Throughout the Guidelines ‘people of colour’ are referred to where clinically relevant, such as in the Skin Cancers Guideline. This term refers to diverse skin colours and includes people of African, Asian, Latino, Mediterranean, Middle Eastern, and Native American descent.
Equality Impact Assessment (EQIA)
The Scottish Government and NHS Scotland are committed to embedding the principles of equality, diversity and inclusion, and protecting the human rights of everybody in Scotland with respect to the nine protected characteristics: age, disability, gender reassignment, marriage and civil partnership, pregnancy and maternity, race, religion or belief, sex and sexual orientation. Throughout the SRG review process, consideration was also given to how the updated Guidelines would impact those with carer status and those from a lower socio-economic background.
An equality impact assessment (EQIA) was used throughout the development process. At the end of each PRS the nine protected characteristics were reviewed and attendees were asked to consider any impact on changes made to the Guidelines. The purpose of this was to ensure that there were no unintended consequences for any of the protected groups.

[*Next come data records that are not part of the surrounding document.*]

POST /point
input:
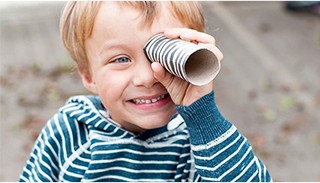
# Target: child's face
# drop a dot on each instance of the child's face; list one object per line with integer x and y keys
{"x": 121, "y": 73}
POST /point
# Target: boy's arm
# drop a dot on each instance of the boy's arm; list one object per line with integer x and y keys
{"x": 220, "y": 152}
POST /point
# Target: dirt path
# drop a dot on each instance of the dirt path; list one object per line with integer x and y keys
{"x": 268, "y": 86}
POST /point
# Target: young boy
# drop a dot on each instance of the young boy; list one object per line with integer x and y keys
{"x": 144, "y": 124}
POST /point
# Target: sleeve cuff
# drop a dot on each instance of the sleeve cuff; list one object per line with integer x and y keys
{"x": 203, "y": 119}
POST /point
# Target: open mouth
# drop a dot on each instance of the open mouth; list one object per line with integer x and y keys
{"x": 149, "y": 101}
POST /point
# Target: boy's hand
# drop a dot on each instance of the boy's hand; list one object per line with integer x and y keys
{"x": 182, "y": 92}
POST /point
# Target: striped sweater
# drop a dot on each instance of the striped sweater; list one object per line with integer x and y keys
{"x": 82, "y": 143}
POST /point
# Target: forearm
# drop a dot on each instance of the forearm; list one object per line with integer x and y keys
{"x": 220, "y": 152}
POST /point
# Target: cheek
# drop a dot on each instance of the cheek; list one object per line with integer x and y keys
{"x": 111, "y": 86}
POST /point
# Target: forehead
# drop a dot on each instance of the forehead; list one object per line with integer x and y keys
{"x": 144, "y": 16}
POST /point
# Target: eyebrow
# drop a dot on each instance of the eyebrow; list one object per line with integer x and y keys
{"x": 109, "y": 45}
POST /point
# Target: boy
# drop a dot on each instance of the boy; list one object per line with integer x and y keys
{"x": 144, "y": 124}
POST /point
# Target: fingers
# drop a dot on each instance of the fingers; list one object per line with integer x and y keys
{"x": 196, "y": 37}
{"x": 190, "y": 35}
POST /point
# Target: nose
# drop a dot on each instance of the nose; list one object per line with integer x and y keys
{"x": 144, "y": 74}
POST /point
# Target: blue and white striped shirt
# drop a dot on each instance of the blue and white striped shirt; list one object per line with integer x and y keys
{"x": 81, "y": 143}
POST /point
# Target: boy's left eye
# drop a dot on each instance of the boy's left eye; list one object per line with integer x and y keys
{"x": 122, "y": 60}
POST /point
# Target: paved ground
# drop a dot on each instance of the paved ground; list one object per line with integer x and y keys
{"x": 268, "y": 86}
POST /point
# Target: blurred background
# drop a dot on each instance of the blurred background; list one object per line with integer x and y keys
{"x": 268, "y": 86}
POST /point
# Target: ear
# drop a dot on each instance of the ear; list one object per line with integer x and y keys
{"x": 88, "y": 81}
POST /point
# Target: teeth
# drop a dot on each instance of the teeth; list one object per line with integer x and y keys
{"x": 148, "y": 101}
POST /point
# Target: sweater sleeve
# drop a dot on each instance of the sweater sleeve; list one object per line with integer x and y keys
{"x": 220, "y": 152}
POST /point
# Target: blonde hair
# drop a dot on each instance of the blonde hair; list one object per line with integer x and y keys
{"x": 78, "y": 17}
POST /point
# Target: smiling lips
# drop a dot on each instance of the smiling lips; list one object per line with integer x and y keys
{"x": 148, "y": 101}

Dissemination of the Guidelines
The Guidelines will be made available to all healthcare professionals to whom someone may first present with symptoms of a possible cancer. This includes GPs, Advanced Nurse Practitioners (ANPs) and other nursing staff, Allied Health Professionals (AHPs), pharmacists, dentists, optometrists, NHS24, paramedics and Accident and Emergency (A&E) departments. The Guidelines will also be brought to the attention of secondary care clinicians of all grades to encourage equal access to investigation and to facilitate interdepartmental referrals.

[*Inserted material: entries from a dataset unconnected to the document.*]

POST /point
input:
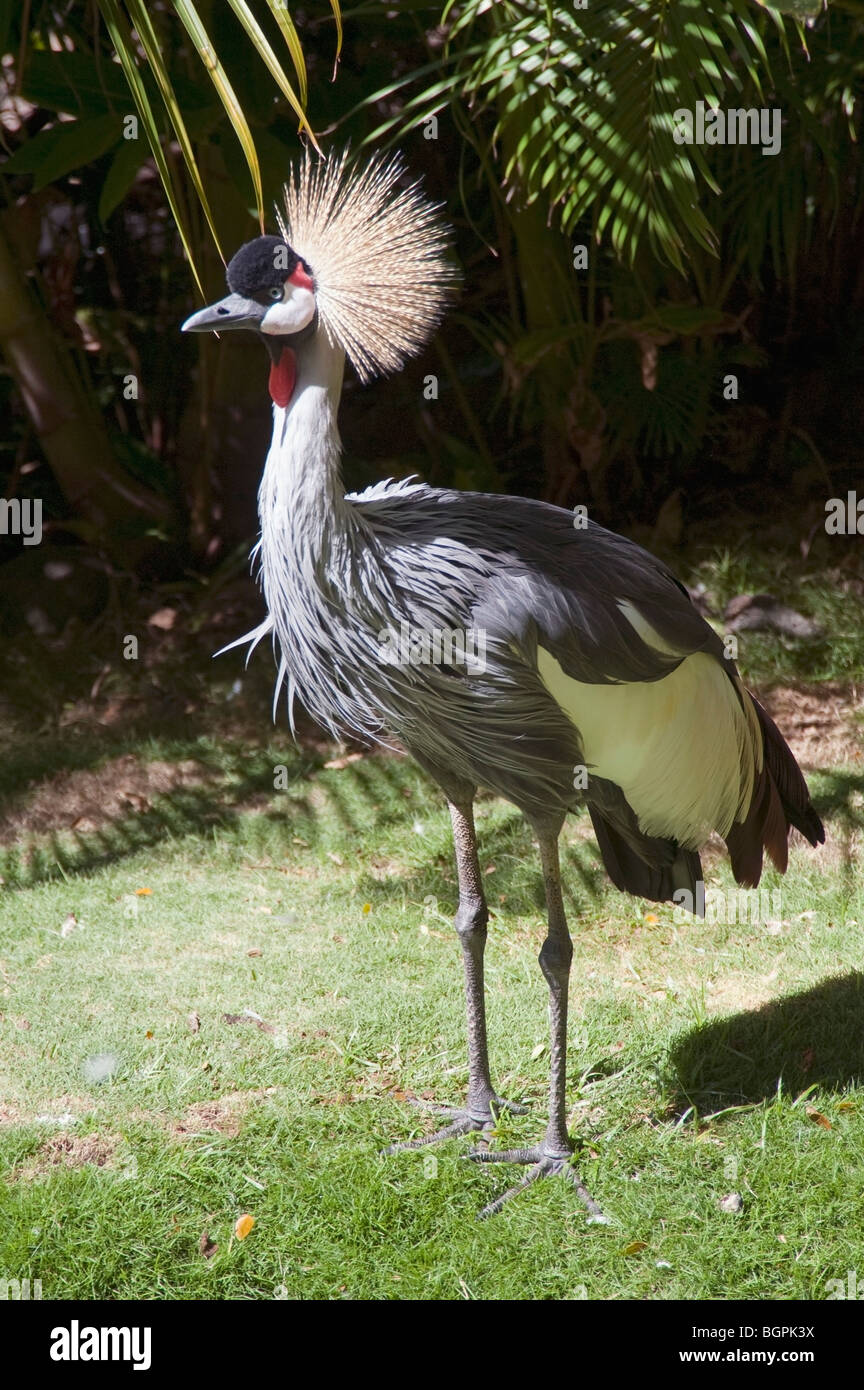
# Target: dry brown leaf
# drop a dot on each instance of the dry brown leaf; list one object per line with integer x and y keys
{"x": 164, "y": 619}
{"x": 338, "y": 763}
{"x": 207, "y": 1247}
{"x": 817, "y": 1116}
{"x": 243, "y": 1226}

The Guidelines will be actively disseminated through a number of key stakeholders including Regional Cancer Network, SPCCG, NHS Cancer Managers, Royal Colleges, Scottish Government Primary Care Directorate, Directors of Pharmacy, Chief Operating Officer for NHS Scotland and through CfSD Board Champions. The delivery of a robust communications plan will support broad dissemination across all relevant groups, networks and stakeholders across NHS Scotland.
Future refreshes
The SRGs will be reviewed every three years although they may be subject to update before this period should new clinical evidence emerge. Timings will be considered with the SPCCG and CfSD’s Primary and Secondary Care Interface Group (PCSCI).
Monitoring effectiveness
USC referrals, and associated conversion and detection data, collected by Public Health Scotland (PHS), will be reviewed. In addition, it is recommended that NHS Boards conduct audits on the use of the Guidelines and any regrading or Active Clinical Referral Triage (ACRT) trends, at least every year, to ensure effectiveness.